IL RESTO DELLE CRISI
è una costante di quello che è avvenuto per anni nelle stanze del Mise: le questioni restano irrisolte con 300mila lavoratori a rischio. I progetti di rilancio rimangono su carta, si delocalizza all’improvviso, non si rispettano accordi e piani industriali approvati, come nel caso di Whirlpool. E i ministri dello Sviluppo che si avvicendano continuano a rimpallarsi colpe e responsabilità, lamentando di ricevere in eredità solo proroghe della cassa integrazione straordinaria, ma nessuna soluzione strutturale.
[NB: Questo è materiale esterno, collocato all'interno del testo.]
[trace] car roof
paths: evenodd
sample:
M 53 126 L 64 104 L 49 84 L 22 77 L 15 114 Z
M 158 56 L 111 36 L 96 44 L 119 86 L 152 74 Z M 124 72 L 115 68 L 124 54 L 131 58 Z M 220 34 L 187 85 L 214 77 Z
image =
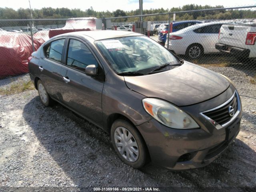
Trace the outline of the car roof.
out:
M 142 36 L 142 34 L 130 32 L 129 31 L 116 31 L 114 30 L 99 30 L 98 31 L 87 31 L 72 32 L 68 34 L 60 35 L 58 36 L 69 35 L 75 36 L 87 36 L 94 39 L 95 40 L 101 40 L 112 38 L 117 38 L 122 37 L 128 37 L 132 36 Z
M 177 24 L 180 24 L 182 23 L 191 23 L 191 22 L 200 22 L 200 23 L 202 23 L 202 22 L 200 21 L 198 21 L 197 20 L 190 20 L 188 21 L 175 21 L 173 22 L 173 25 Z
M 184 29 L 181 29 L 179 31 L 176 31 L 176 32 L 174 32 L 176 33 L 182 33 L 183 32 L 185 32 L 185 31 L 188 31 L 190 30 L 194 30 L 195 29 L 197 29 L 198 28 L 203 27 L 204 26 L 214 25 L 214 24 L 232 24 L 232 23 L 230 22 L 209 22 L 207 23 L 199 23 L 199 24 L 196 24 L 195 25 L 191 25 L 190 26 L 189 26 L 188 27 L 186 27 L 186 28 L 184 28 Z

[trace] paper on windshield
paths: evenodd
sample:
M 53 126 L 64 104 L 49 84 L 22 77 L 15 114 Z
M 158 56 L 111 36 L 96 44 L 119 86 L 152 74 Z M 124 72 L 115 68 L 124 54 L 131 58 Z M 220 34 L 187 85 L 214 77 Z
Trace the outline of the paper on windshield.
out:
M 108 40 L 102 42 L 107 49 L 118 49 L 124 47 L 124 45 L 119 40 Z

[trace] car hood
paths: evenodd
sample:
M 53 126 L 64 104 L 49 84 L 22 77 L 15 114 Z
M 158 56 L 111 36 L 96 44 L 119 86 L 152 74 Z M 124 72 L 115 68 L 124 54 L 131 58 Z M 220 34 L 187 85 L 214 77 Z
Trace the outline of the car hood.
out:
M 230 85 L 229 81 L 219 74 L 186 62 L 180 67 L 164 72 L 124 78 L 130 89 L 180 106 L 214 98 Z

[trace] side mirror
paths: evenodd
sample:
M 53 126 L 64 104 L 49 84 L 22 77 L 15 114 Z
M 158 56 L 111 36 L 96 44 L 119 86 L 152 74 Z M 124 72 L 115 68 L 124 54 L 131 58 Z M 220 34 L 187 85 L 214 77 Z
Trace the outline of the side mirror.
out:
M 95 65 L 89 65 L 85 68 L 85 74 L 90 76 L 97 75 L 97 68 Z

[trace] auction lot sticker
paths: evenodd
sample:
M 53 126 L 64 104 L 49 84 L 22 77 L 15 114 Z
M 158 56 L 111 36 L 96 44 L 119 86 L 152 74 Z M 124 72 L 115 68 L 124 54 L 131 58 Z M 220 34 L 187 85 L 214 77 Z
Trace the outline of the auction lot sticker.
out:
M 124 47 L 124 45 L 119 40 L 108 40 L 102 42 L 107 49 L 118 49 Z

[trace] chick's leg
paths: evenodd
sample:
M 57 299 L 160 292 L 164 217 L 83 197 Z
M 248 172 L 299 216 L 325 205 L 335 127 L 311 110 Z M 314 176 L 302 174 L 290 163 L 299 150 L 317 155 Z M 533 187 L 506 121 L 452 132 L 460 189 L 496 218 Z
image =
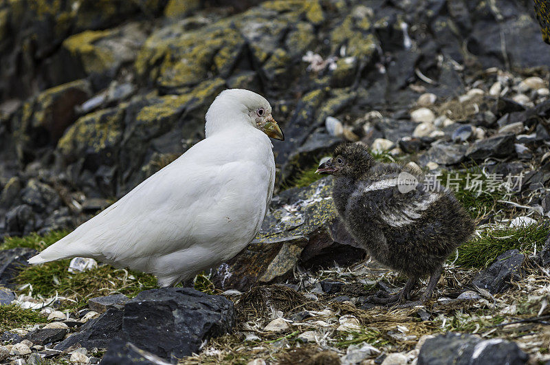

Tanto che il numero attuale dei tavoli aperti, 150, è in linea con quelli degli ultimi 6 anni: 160 nel 2014, 151 nel 2015, 148 nel 2016, 165 nel 2017, 144 nel 2018 e 149 nel 2019. Il ministro Stefano Patuanelli negli scorsi mesi ha giudicato immotivato l’attacco arrivato dell’ex collega Calenda che, commentando la spinosa questione Embraco, ha parlato di “un’esplosione dei tavoli di crisi”. Del resto, la vertenza dello stabilimento torinese è figlia della gestione dello stesso Calenda, emblema di diversi falliti tentativi di salvare le aziende e gli operai. Una rassegna dei casi più eclatanti.
EMBRACO.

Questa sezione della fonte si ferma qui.